The decision of the thirty-first respondent, taken on or about 30 April 2009, to declare the fourteenth respondent as the duly elected representative of the thirty-second respondent on the municipal council of the first applicant is set aside.
No order as to costs is made in respect of the counter-application.
OWEN RODGERS, A J
1 Mr Irish referred me to LAWSA 2nd Ed Volume 17(2) para 191. I have examined the authorities there cited, and South African judicial authority on the issue is almost wholly lacking. Voet 3.4.7 (which is cited in the work by Bamford mentioned in footnote 3 of the LAWSA reference) refers to a rule requiring the presence of two-thirds of all voters.

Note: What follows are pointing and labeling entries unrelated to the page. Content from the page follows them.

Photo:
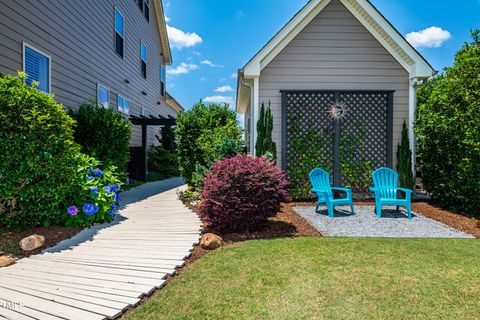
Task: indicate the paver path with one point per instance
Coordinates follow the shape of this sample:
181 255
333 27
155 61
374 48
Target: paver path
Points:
106 269
365 223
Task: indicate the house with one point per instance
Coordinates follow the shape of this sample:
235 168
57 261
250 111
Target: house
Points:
111 51
338 71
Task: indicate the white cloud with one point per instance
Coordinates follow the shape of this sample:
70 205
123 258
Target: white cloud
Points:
432 37
211 64
224 89
219 99
180 39
183 68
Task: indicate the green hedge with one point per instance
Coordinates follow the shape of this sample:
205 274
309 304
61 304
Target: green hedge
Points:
448 131
104 134
37 152
199 131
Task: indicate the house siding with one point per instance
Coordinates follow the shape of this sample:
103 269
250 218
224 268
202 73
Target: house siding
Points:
334 52
79 38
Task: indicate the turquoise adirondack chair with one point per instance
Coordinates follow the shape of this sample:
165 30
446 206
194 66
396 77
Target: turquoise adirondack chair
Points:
320 180
385 187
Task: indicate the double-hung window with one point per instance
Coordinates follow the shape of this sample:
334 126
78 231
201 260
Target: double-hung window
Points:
123 105
103 96
37 67
162 79
119 33
143 58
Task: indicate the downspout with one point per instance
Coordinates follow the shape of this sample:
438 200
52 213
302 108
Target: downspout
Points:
252 120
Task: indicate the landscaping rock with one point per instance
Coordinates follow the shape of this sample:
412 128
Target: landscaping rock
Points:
5 261
32 242
211 241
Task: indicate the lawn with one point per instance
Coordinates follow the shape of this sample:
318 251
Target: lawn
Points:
326 278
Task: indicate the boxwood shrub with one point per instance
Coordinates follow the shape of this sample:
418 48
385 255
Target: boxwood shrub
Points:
104 134
241 192
37 155
448 131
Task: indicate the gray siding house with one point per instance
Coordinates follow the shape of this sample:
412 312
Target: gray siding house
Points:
113 51
340 69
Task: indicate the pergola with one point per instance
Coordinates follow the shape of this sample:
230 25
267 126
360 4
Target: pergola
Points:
140 161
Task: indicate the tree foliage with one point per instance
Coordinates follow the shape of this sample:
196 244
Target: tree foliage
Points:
448 130
199 131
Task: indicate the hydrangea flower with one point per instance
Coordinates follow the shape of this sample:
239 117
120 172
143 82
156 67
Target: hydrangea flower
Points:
73 210
89 209
94 190
97 173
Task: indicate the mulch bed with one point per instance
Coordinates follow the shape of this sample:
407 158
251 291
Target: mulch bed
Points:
9 239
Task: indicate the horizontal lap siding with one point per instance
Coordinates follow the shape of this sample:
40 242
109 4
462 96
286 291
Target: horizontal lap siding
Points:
334 52
78 35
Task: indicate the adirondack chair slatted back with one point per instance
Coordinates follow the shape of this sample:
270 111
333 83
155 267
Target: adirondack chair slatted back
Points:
320 180
387 181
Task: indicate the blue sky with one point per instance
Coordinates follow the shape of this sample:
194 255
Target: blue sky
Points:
211 39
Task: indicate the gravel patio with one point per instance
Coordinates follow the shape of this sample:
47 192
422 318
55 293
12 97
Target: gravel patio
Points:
365 223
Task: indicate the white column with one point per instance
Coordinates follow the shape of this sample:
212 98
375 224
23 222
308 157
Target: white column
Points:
411 119
255 113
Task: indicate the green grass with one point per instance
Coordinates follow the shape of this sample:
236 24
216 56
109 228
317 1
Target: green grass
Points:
326 278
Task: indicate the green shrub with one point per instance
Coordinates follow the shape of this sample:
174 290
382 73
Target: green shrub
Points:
104 134
163 162
448 131
37 152
94 196
404 160
199 131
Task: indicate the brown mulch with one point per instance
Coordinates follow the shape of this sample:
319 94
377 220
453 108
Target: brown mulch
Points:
9 240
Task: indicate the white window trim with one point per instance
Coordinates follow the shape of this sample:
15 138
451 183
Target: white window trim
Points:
99 84
122 110
115 31
26 45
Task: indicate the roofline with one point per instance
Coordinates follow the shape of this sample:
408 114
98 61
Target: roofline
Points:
311 9
172 102
162 29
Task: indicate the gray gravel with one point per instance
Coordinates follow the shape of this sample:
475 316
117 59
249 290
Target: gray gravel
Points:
365 223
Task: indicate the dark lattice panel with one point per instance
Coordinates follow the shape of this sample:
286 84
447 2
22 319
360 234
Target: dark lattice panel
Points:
367 109
309 110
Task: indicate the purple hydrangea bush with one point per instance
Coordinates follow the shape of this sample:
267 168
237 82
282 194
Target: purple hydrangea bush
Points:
95 199
242 192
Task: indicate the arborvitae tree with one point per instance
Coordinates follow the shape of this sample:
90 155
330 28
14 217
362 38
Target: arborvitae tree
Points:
404 160
264 144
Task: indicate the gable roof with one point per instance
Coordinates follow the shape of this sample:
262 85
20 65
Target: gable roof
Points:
367 15
162 30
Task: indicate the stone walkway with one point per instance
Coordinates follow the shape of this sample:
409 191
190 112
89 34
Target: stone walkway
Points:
365 223
104 270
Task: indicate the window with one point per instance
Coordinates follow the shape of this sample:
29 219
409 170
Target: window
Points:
37 67
162 80
103 96
119 35
123 105
143 58
146 9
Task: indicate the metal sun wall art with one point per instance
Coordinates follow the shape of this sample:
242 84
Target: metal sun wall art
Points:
338 110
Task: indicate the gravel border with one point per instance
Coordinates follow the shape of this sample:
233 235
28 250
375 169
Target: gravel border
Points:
365 223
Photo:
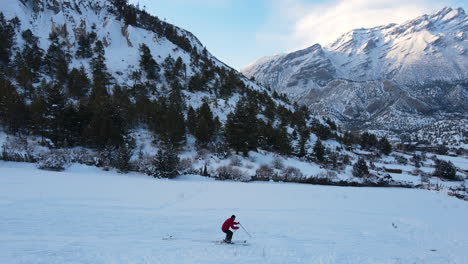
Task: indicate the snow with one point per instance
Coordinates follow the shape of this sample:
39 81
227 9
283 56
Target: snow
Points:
84 215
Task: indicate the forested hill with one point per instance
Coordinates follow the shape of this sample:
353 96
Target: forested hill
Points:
88 73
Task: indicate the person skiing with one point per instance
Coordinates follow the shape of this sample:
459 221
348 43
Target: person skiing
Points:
229 223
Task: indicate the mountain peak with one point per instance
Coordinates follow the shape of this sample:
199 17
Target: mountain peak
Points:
448 13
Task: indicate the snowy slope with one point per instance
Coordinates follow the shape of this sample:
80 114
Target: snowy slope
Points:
71 19
85 215
378 77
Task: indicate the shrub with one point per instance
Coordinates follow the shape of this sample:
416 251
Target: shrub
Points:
445 169
360 169
54 161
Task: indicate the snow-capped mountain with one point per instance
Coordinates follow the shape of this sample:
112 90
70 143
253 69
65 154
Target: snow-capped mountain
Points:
394 77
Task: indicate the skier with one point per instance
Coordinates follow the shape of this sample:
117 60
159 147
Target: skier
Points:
229 223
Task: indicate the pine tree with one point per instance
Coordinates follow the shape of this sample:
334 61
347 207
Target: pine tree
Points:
32 54
24 76
7 37
191 120
360 169
445 169
56 60
173 123
282 143
54 115
205 127
384 146
84 50
101 77
78 83
319 150
148 64
13 111
368 141
166 163
38 110
241 127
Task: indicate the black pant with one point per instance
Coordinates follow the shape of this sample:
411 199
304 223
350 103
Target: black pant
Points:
228 235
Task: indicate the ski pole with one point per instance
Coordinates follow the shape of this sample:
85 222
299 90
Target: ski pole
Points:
245 230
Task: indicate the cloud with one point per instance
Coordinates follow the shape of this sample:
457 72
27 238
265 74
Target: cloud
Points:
296 24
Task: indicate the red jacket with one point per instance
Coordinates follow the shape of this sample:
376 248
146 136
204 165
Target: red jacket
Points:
229 223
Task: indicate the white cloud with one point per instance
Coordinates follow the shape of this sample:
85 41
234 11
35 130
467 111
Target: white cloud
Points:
297 24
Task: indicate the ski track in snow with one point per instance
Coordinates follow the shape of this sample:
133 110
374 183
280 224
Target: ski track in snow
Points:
84 215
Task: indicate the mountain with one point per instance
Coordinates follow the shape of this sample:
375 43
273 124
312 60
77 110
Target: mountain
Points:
398 78
96 73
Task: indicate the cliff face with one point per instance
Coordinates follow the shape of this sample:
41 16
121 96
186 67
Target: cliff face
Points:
393 77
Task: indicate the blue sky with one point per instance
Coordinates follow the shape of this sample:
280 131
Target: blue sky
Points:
239 32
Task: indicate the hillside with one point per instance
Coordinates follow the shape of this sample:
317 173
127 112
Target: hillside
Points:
397 77
105 74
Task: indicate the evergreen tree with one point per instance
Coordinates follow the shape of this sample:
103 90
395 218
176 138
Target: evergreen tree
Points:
7 37
56 60
360 169
84 50
38 110
78 83
32 54
13 112
101 78
205 127
191 120
23 75
445 169
148 64
384 146
173 123
241 127
319 150
54 115
166 163
106 126
282 143
368 141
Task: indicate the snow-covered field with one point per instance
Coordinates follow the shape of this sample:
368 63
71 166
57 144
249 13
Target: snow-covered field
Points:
85 215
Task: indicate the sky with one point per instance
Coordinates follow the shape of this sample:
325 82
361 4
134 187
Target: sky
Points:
238 32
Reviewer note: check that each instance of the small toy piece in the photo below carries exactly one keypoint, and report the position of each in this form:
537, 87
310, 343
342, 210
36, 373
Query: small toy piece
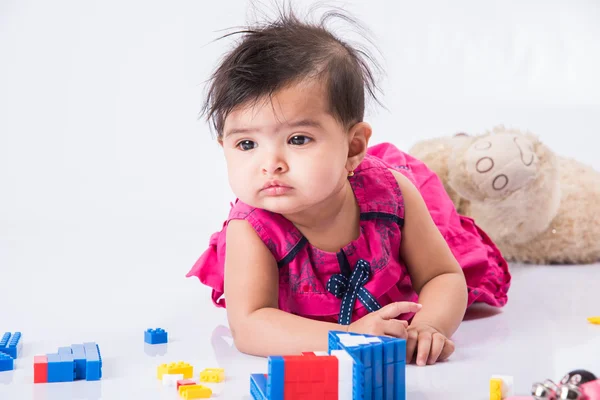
78, 362
11, 344
184, 382
40, 369
501, 387
355, 367
171, 379
212, 375
155, 336
175, 368
194, 392
6, 362
594, 320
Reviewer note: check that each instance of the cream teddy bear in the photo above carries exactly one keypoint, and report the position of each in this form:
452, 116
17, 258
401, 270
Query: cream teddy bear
538, 207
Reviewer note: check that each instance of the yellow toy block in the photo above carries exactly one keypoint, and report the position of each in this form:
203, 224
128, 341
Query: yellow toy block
212, 375
176, 368
194, 392
495, 389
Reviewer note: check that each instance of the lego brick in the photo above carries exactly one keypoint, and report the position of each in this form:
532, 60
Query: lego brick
156, 336
59, 370
172, 379
93, 361
276, 378
258, 387
40, 369
400, 381
194, 392
184, 382
212, 375
6, 362
11, 344
78, 352
388, 381
176, 368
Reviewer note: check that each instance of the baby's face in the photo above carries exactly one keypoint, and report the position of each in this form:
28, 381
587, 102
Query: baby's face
286, 155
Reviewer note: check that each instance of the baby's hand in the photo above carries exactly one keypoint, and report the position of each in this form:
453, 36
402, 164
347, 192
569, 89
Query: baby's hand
431, 345
383, 323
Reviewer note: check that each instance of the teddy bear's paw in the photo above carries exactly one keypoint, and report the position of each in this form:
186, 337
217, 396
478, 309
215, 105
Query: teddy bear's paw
500, 164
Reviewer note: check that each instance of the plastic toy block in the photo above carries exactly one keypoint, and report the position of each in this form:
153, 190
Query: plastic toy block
594, 320
60, 370
275, 379
258, 387
176, 368
212, 375
184, 382
40, 369
79, 358
93, 361
156, 336
6, 362
11, 344
172, 379
194, 392
501, 387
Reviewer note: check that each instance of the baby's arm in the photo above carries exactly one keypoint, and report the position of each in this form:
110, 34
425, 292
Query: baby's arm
258, 326
435, 275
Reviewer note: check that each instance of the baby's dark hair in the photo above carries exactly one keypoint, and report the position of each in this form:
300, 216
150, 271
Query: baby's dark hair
284, 51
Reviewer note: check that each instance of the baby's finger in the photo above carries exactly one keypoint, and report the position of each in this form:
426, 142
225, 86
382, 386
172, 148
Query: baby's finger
437, 345
392, 310
424, 348
411, 344
447, 351
395, 328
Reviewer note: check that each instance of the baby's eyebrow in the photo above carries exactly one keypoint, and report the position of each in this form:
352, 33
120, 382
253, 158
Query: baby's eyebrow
306, 122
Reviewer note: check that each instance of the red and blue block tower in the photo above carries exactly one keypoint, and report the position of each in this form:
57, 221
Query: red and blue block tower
355, 367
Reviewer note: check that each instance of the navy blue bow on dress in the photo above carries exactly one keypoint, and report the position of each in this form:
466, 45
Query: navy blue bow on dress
348, 289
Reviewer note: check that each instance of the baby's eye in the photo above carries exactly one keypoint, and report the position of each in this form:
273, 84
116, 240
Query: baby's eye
299, 140
246, 145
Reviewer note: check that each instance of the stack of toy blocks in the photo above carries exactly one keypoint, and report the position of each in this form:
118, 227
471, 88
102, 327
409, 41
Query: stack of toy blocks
10, 347
78, 362
356, 367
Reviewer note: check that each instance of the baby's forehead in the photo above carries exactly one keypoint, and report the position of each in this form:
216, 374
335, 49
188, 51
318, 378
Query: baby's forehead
290, 105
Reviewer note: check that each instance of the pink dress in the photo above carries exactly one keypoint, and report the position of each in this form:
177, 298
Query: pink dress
368, 272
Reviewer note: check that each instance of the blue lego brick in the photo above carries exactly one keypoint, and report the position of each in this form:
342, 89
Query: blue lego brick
276, 379
400, 380
258, 387
11, 344
6, 362
93, 361
59, 370
388, 382
79, 359
155, 336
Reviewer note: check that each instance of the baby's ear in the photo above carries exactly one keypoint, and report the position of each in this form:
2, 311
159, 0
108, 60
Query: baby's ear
358, 136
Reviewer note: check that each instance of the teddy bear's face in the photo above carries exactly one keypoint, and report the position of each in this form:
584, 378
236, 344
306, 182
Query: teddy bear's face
499, 164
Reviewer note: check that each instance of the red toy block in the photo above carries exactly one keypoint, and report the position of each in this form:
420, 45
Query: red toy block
183, 382
40, 369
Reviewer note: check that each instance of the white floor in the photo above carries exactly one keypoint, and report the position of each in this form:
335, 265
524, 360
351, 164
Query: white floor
541, 333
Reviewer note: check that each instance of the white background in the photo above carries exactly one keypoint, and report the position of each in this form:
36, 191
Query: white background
110, 185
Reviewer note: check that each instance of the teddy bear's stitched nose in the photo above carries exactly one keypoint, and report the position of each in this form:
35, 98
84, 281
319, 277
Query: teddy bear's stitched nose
500, 164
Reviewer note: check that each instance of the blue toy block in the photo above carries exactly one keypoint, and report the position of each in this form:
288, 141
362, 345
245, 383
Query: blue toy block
6, 362
276, 378
93, 361
60, 370
258, 387
11, 344
79, 359
155, 336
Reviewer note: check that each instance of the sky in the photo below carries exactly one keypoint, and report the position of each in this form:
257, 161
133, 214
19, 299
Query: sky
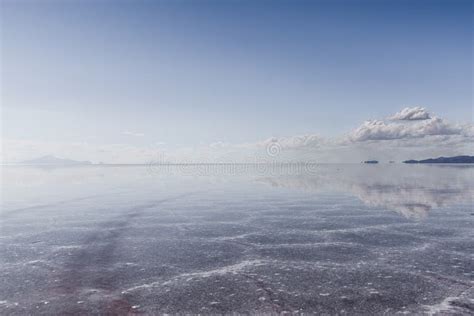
129, 81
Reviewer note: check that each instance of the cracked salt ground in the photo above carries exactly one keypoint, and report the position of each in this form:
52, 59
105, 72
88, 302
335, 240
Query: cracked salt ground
346, 240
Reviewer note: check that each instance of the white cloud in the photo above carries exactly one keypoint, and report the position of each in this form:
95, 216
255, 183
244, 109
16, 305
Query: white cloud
135, 134
380, 130
412, 114
295, 142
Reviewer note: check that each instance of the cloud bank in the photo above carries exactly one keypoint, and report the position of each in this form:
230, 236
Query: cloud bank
412, 133
412, 114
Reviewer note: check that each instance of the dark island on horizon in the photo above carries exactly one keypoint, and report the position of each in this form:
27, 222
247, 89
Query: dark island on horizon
455, 159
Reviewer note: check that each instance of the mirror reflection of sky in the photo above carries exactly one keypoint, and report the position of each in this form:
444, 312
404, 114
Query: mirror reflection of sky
330, 239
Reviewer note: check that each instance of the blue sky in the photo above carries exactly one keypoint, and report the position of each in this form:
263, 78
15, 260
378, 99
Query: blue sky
188, 73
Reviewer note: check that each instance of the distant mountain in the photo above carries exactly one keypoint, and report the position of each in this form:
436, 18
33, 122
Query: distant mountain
456, 159
52, 160
371, 161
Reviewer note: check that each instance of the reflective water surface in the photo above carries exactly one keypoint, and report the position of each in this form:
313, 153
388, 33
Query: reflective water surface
334, 239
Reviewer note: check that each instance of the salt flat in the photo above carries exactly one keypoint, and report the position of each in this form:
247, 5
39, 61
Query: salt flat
341, 239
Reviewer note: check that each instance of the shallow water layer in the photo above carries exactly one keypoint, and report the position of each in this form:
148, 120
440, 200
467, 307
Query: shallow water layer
334, 239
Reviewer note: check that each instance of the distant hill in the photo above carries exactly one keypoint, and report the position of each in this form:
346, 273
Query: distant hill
52, 160
456, 159
371, 161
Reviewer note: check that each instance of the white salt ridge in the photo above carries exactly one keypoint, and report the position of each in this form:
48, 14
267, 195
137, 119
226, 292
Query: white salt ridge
235, 268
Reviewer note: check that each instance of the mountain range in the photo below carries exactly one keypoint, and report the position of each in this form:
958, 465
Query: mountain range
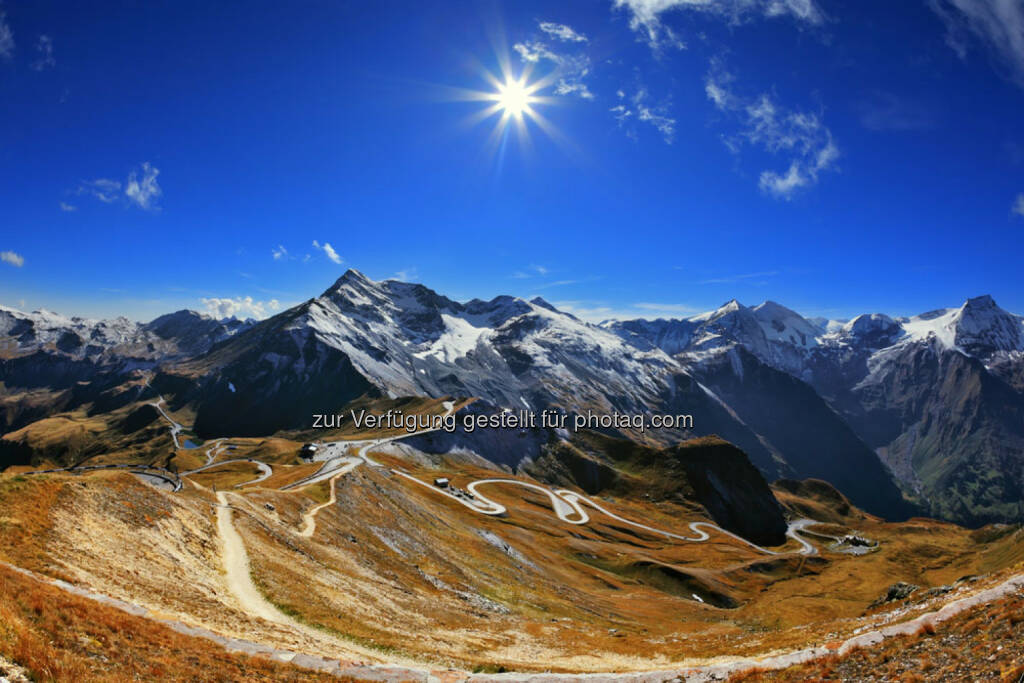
903, 415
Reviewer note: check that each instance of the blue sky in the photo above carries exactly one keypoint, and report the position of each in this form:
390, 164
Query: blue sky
838, 158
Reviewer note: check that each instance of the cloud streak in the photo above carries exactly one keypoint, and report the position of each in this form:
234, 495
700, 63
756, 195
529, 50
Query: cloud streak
997, 25
44, 54
12, 258
571, 69
732, 280
328, 251
140, 188
764, 123
6, 37
639, 108
221, 307
646, 15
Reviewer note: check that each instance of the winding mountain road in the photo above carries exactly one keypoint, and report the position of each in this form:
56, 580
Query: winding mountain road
567, 506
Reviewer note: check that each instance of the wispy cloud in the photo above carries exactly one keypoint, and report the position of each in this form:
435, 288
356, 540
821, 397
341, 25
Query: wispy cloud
566, 282
104, 189
571, 69
240, 307
328, 251
732, 280
640, 109
597, 311
764, 123
646, 15
997, 25
12, 258
674, 308
530, 271
1018, 207
562, 32
890, 112
44, 54
140, 188
6, 37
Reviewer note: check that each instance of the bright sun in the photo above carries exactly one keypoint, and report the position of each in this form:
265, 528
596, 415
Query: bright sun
514, 97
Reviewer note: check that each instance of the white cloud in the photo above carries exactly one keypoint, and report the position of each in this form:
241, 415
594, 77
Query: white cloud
104, 189
890, 112
142, 188
998, 25
6, 37
645, 15
530, 271
139, 188
12, 258
562, 32
593, 311
764, 123
44, 50
240, 307
328, 251
640, 110
731, 280
571, 70
1018, 207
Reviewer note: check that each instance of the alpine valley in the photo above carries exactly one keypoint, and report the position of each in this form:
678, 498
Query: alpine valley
168, 506
922, 414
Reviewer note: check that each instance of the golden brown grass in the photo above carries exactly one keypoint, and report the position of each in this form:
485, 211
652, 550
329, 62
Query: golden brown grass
57, 636
983, 643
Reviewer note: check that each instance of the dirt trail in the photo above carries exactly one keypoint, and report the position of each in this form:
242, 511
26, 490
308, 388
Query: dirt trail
236, 561
240, 582
309, 519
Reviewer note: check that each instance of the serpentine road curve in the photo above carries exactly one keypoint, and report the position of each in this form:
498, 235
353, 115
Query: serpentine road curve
567, 506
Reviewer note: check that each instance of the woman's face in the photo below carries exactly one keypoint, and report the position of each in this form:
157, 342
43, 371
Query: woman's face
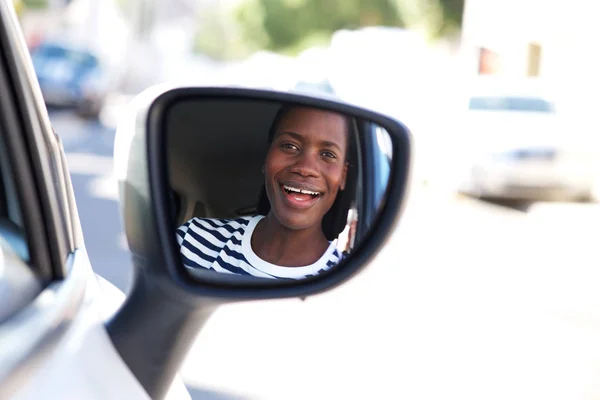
306, 166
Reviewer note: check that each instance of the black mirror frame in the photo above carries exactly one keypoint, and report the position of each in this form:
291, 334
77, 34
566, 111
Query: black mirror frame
165, 309
155, 191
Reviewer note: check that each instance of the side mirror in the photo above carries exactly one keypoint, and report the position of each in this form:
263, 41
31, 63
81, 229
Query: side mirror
239, 194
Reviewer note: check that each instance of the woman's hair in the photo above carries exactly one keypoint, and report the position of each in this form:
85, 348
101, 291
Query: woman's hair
334, 221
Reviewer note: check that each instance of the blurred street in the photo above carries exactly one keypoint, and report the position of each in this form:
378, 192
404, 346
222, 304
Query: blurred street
469, 300
89, 149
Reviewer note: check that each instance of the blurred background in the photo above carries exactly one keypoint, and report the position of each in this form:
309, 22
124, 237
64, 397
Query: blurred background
490, 287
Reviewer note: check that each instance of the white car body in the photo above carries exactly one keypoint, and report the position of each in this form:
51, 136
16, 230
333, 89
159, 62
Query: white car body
524, 154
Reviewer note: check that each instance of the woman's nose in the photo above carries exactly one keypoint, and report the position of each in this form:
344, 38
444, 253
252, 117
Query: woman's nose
305, 165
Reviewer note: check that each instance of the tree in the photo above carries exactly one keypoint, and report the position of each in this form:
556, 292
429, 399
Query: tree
290, 26
286, 23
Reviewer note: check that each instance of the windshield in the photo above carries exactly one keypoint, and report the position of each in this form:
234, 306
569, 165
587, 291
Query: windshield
511, 104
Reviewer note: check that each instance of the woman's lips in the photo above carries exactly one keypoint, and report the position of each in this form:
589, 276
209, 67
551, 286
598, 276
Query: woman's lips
299, 200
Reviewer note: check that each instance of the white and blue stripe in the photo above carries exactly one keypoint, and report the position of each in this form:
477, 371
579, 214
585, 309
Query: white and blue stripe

2 Cf Investigating Directorate: Serious Economic Offences and Others v Hyundai Motor Distributors (Pty) Ltd and Others [2000] ZACC 12; 2001 (1) SA 545 (CC) paras 21-23 on the duty of courts to read legislation, where possible, in ways which give effect to the Constitution's fundamental values.
3 On the respondents' argument (and the Oelofse judgment) a council with 30 allocated councillors could only "function" in terms of s35(1) if it had 16 incumbent members. A valid meeting, though, could take place in terms of s30(1) if a majority out of the 16 councillors were present, ie nine (30% of 30), and at such a meeting the number of votes needed to adopt a motion would be five (about 16% of 30).